SQL Server Database Sizes with Drive Information
By Tom Nonmacher
Notes from the Field:
When managing storage across a SQL Server environment, it’s not enough to just know how large each database is, you must need to understand which drives are hosting those files. This is especially important when balancing I/O, planning for growth, or diagnosing space-related issues.
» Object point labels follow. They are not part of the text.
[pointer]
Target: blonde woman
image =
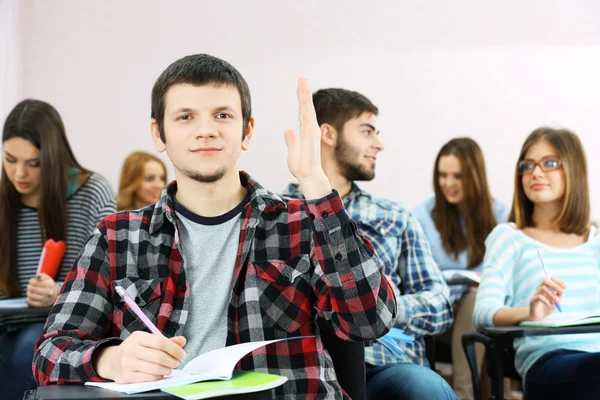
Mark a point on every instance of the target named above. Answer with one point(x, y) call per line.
point(143, 178)
point(550, 225)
Here’s a query that gives you exactly that: a breakdown of each database's size in gigabytes, separated into data (ROWS) and log (LOG), along with the physical drive path for each file.:
--Returns database sizes and drive info in GB
SELECT
db.name AS DatabaseName,
LEFT(mf.physical_name, 2) AS Drive,
mf.type_desc AS FileType,
SUM(mf.size) * 8.0 / 1024 / 1024 AS SizeGB
FROM
sys.master_files mf
JOIN
sys.databases db ON db.database_id = mf.database_id
WHERE
db.name NOT IN ('master', 'model', 'msdb', 'tempdb')
GROUP BY
db.name, LEFT(mf.physical_name, 2), mf.type_desc
ORDER BY
db.name, Drive;
Output Columns Explained
DatabaseName
The name of the database.
Drive
The drive letter (e.g., C:, D:) extracted from the file path. This helps you see which physical volumes are being used.
FileType
Either ROWS (data files) or LOG (transaction log files).
SizeGB
The total size of the file type on that drive for that database, in gigabytes.
Why This Matters
Having a quick view of database sizes is a critical part of daily monitoring and long-term capacity planning. This query helps you:
-
Identify large or rapidly growing databases
-
Plan for storage upgrades or migrations
-
Spot imbalances in log file growth
-
Exclude system databases from your size analysis
This is a go-to tool in the DBA toolbox, its simple and available on any SQL Server instance.